Era um caso bem simples. Uma senhora alegava que não reconheceu um empréstimo feito em seu nome.
E sim, eu estava representando o Banco. É bem comum ver o preconceito contra o advogado que defende um Banco. O próprio juiz lembrava de mim de outros processos em que representei outros Bancos.
As instituições financeiras são realmente mal vistas pela sociedade. Vivendo de altos juros que cobram por seus empréstimos, não são queridas em lugar nenhum. É raro ouvir qualquer pessoa falando bem de um Banco. Por outro lado, é muito comum alguém dizendo que foi "roubado", por um Banco. Deixando os termos jurídicos de lado, a crença que as instituições Bancárias são desonestas, é muito presente na nossa sociedade.
Pois nesse caso, para a surpresa de muitos, não era o Banco que estava sendo desonesto.
Eu já sabia, mas como tem um protocolo a seguir durante uma audiência, esperei que a advogada da senhora fizesse todas as perguntas durante o depoimento pessoal.
Ela quase me enganou, dizendo que ganhava pouco, e que "de repente", percebeu descontos em seu benefícios de aposentadoria. Infelizmente a idade avançada não é sinônimo de honestidade.
Até o Magistrado estava inclinado a acreditar nela.
Chegou a minha vez de fazer as perguntas.
Comecei perguntando se a senhora tinha conta em banco. E ela respondeu que sim.
Perguntei quantas contas ela tinha. Ela respondeu com firmeza que só tinha uma conta e por muitos anos.
Perguntei se mais alguém conhecia a senha do cartão dela. Ela disse que não.
Perguntei se ela sabia mexer em celular ou se costumava pedir ajuda pra alguém. Ela se gabou de ser uma idosa "moderna", que tinha whatsapp, Instagram, Facebook e tudo mais. Não tinha dificuldade nenhuma com o celular.
Cheguei na pergunta crucial. Foi a senhora mesmo que contratou o empréstimo?
Ela respondeu que não.
Perguntei se ela usou o dinheiro. Ela disse que sim porque "apareceu" na conta dela.

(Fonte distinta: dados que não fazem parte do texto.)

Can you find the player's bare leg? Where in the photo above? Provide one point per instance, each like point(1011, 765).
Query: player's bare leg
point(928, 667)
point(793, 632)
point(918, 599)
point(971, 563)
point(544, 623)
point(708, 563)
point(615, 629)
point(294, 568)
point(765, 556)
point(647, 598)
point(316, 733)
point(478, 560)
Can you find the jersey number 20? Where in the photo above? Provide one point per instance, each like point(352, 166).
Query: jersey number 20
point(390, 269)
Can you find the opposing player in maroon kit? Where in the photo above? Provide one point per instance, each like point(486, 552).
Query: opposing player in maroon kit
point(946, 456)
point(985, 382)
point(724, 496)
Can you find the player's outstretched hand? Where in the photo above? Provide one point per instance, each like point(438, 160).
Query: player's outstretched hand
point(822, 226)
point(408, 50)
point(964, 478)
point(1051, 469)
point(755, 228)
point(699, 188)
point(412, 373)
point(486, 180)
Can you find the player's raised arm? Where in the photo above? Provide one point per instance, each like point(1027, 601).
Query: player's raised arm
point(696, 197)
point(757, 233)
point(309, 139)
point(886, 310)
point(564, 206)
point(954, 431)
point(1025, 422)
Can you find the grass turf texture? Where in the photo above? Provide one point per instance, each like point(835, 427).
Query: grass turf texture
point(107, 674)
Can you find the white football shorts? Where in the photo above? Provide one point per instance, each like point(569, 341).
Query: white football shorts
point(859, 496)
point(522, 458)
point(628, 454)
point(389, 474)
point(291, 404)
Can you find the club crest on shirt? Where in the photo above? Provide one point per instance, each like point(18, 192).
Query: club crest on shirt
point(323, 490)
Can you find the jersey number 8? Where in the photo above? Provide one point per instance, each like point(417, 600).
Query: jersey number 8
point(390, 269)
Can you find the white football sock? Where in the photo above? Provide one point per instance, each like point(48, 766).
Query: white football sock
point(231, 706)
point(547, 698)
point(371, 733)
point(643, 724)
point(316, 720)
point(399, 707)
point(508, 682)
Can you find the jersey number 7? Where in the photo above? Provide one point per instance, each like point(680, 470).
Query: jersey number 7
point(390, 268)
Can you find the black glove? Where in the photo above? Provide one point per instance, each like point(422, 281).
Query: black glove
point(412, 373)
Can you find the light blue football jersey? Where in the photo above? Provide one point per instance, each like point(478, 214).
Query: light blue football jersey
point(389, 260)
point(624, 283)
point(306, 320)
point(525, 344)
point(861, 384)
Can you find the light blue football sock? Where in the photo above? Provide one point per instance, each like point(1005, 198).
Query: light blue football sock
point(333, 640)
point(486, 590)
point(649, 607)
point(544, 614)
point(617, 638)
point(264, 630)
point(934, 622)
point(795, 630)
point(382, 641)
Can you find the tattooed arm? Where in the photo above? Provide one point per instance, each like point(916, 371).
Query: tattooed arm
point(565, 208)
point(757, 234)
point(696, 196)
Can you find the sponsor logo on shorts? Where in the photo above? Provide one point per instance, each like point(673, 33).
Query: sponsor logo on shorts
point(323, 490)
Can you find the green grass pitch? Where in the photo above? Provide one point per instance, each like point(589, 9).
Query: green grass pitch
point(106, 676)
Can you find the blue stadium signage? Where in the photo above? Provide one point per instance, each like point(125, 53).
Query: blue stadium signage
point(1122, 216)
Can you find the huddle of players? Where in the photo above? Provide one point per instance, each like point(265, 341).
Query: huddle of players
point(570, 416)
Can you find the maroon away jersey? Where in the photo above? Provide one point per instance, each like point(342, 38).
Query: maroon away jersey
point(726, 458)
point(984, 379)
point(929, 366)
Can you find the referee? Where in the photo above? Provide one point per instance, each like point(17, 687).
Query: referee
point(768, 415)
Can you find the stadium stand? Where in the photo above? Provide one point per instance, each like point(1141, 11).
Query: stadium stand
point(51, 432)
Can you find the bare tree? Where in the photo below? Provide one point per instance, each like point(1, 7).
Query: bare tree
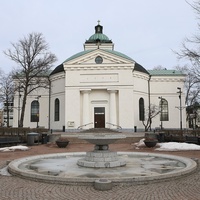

Então pedi ao Magistrado que mostrasse a parte do processo, onde tinha a foto dela com a identidade na mão e também mais uma foto selfie, no ato da contratação do empréstimo.
Perguntei se era ela na foto.
Ela disse que sim, que eu estava vendo.
Um silêncio tomou conta da sala de audiência. Por mais acostumado que fossem, ninguém conseguiu esconder a expressão de repulsa por saber que a senhora estava mentindo em todos os pedidos no processo.
Eu poderia perguntar mais, só que já era o suficiente. Ficou claro que a senhora havia mentido sobre a contratação durante todo o processo.
O que me deixou mais surpreso foi a reação da advogada dela, que realmente parecia não saber a verdade. Isso ficou nítido na expressão da advogada, nervosa e visivelmente constrangida.
A surpresa do Magistrado é normal, são muitos processos e muitas vezes o juiz não teve mesmo acesso aos autos, tomando conhecimento dos fatos somente em audiência.
Ainda não saiu a sentença, mas é bem simples de se presumir como vai ser.
O advogado tem que ter muito cuidado no trabalho, muito cuidado com o cliente. Tem clientes que procuram advogado pra tentar dar um golpe em alguém ou em alguma empresa, e é preciso estar alerta. E não confiar totalmente no cliente. Portanto é preciso fazer uma análise com base nas provas e não somente na palavra do cliente.
Existem pessoas que vivem acreditando que a justiça é como uma loteria, que premia a esperteza desonesta.
Existem sim erros, mas o que se deve buscar em um processo sempre tem que ser a Justiça. Dar a cada um, o que é de direito, nada mais e nada a menos.